In a meeting of the City Council and the School Board yesterday, it was clear that stagnation is causing some in city leadership to look skeptically at some of the school district’s ambitious capacity-increasing programs planned over the next few years — the modernization of George Mason Elementary School in particular getting name-dropped.
In a joint presentation, the City’s Director of Planning Karl Moritz and ACPS’ Executive Director of Facilities Erika Gulick said that baseline enrollment — that’s enrollment without new development factored in — shows ACPS population peaking around FY 2025 with 15,668 students.

“[One] of the major [factors] we haven’t seen bounce back from Covid is birth rate,” said Gulick. “That continues to decline over time. With lower numbers of babies, we’re anticipating lower numbers of kindergarten enrollment.”
Gulick said the decline in birth rate has stuck around long enough that it’s no longer an anomaly: it’s a trend.
Even so, Gulick noted that the numbers that factor in children expected to come into Alexandria with new development projects show some continued student enrollment increases.
“Based on that projection, we’re losing close to a thousand kids over the next ten years,” Gulick said. “We don’t actually think that’s going to happen given the amount of affordable housing development that the city is focused on, because we do tend to have a lot more students that live in affordable units… I don’t want people thinking ACPS is losing a thousand students; we generally think we’ve hit our peak and we’re going to plateau.”

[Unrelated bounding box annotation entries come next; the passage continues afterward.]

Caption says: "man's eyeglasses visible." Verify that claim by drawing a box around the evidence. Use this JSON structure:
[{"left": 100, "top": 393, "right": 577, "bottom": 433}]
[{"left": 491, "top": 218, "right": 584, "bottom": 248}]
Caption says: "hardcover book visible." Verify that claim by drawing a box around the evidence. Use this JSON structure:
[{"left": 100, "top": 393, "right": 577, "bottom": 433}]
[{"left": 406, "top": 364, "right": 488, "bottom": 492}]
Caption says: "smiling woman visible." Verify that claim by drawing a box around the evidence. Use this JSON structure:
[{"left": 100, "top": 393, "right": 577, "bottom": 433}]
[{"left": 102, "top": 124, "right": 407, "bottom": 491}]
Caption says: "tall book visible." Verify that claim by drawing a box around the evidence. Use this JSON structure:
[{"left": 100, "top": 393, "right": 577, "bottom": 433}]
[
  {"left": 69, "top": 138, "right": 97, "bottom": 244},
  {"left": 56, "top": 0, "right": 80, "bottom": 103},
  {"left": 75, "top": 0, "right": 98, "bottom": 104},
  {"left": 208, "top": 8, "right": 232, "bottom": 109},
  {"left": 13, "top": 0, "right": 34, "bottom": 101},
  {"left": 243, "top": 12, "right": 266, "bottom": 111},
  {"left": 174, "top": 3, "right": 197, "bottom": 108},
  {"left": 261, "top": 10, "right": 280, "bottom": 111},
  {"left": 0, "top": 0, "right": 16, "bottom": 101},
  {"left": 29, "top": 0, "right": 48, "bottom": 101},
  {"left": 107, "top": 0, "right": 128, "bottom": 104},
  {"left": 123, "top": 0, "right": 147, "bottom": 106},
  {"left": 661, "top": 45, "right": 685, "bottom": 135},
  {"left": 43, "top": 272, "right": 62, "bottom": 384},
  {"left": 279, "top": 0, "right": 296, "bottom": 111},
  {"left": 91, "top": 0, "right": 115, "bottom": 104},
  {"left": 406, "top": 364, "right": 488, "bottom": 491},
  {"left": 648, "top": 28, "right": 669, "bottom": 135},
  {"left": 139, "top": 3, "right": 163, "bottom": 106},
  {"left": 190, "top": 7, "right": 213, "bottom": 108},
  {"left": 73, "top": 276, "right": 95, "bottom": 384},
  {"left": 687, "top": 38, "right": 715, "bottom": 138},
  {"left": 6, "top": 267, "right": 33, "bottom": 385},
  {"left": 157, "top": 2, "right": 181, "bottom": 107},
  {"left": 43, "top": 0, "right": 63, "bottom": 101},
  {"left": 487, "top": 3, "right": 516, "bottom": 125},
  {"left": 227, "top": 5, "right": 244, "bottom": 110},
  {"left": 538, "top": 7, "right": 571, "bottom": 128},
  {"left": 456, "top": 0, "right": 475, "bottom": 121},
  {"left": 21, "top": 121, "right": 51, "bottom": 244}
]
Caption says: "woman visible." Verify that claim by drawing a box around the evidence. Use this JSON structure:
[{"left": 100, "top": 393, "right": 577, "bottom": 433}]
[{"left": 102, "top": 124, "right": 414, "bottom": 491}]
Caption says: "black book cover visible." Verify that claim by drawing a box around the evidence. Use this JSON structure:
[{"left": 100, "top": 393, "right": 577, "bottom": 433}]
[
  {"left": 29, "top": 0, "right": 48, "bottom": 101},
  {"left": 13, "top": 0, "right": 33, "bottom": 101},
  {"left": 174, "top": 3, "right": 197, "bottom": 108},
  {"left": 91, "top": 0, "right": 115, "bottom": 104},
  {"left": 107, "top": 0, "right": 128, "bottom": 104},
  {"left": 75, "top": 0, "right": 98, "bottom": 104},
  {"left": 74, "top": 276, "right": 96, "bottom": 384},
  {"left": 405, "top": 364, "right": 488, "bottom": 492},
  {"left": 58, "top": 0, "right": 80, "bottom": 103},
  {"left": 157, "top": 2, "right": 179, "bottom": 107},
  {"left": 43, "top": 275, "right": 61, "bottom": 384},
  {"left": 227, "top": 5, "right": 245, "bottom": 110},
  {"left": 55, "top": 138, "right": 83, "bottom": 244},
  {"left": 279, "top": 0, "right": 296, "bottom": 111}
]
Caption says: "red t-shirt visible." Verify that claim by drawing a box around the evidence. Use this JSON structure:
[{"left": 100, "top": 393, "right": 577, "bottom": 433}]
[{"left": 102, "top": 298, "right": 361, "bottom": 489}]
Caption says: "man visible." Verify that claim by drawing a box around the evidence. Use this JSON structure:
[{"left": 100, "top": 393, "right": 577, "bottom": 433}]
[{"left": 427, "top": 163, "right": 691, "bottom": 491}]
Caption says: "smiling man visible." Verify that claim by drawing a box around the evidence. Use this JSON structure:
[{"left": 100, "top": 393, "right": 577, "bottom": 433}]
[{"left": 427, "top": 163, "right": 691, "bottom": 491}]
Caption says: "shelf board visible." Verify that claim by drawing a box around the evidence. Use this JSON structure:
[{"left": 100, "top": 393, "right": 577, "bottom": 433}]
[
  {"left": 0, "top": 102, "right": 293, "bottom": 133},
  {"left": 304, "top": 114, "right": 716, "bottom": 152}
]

Once new development is factored in, that projected stagnation isn’t as intense and peaks in 2029 at 16,404 students. Even so, those projections show as many years where enrollment declines as there are years where it increases.

Mayor Justin Wilson noted that the plateauing of student enrollment in ACPS could have a significant impact on what capacity projects move forward.
“This is really interesting information,” Wilson said. “[It’s] a little bit of narrative busting here in a lot of ways. Like you said, it is a projection and we have to be careful not to read too much into it, but we’re looking at a projection that shows with the impacts of development we get back to pre-pandemic levels within a decade. That’s a pretty provocative projection. And without them: a significant enrollment decline.”
Wilson said in elementary schools the drop is particularly significant.
“If you look at baseline projections, not with development, we’re looking at elementary going from 8,000 to bottoming out in 2030 at less than 7,500.,” Wilson said. “That’s without development.”
Wilson said the drop in enrollment seems at odds with some of ACPS’ modernization plans.
“Our next priority is George Mason, which is seeing the largest drop,” Wilson said, and noted that George Mason has little by way of major developments planned nearby. “That means that most of those kids are coming out of a school like that… I’m not saying not to do Mason, but I want to make sure we’re looking at the big picture.”